James Robert Black, Jr., a.k.a. “Defiant,” was sentenced yesterday in U.S. District Court in Tacoma to four months in prison, four months of electronic home monitoring, 150 hours of community service, three years of supervised release and $128,557 in restitution for conspiring to damage a protected computer. The 21 year-old was originally indicted in the Eastern District of Pennsylvania for his role in a hacker attack aimed at disrupting service at Comcast corporation’s www.comcast.net web site on May 28 and 29, 2008. Black and government prosecutors agreed to resolve the case in Washington.

Black was charged in the conspiracy along with Christopher Allen Lewis, a.k.a. EBK, 19, of Newark, Delaware, and Michael Paul Nebel, a.k.a. “Slacker,” 27, of Kalamazoo, Michigan. The three were associated with the hacker group Kryogeniks. On May 28, 2008, the three men redirected all traffic destined for the www.comcast.net website to web sites that they had established. As a result, Comcast customers trying to read their e-mail or listen to their voice mail were sent to a website on which the only thing that they could find was a message that read

KRYOGENIKS Defiant and EBK RoXed COMCAST sHouTz to VIRUS Warlock elul21 coll1er seven.

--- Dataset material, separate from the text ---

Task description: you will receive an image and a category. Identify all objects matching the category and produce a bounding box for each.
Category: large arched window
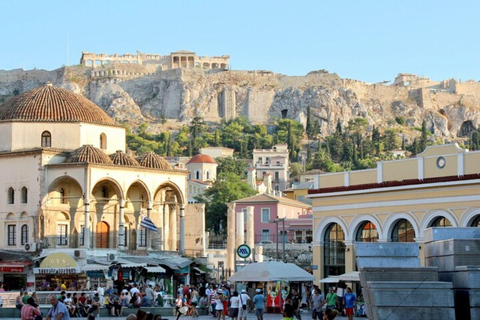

Approximately five million people per day connected to the Comcast website in May of 2008. These acts resulted in a loss to Comcast conservatively estimated at $128,557.

In asking that Black serve prison time, Assistant United States Attorney Kathryn Warma wrote to the court saying, “Mr. Black and his Kryogenicks crew created risks to all of these millions of e-mail customers for the simple sake of boosting their own childish egos. The callous disregard of the dangers posed to others, as well as the arrogance and recklessness displayed by these, and other hackers in committing such crimes should be considered by the Court as a factor that weighs in favor of a significant prison sentence.”

At the time the Comcast site was hacked, Black was residing in Tennessee. He has since relocated to Tumwater, Washington.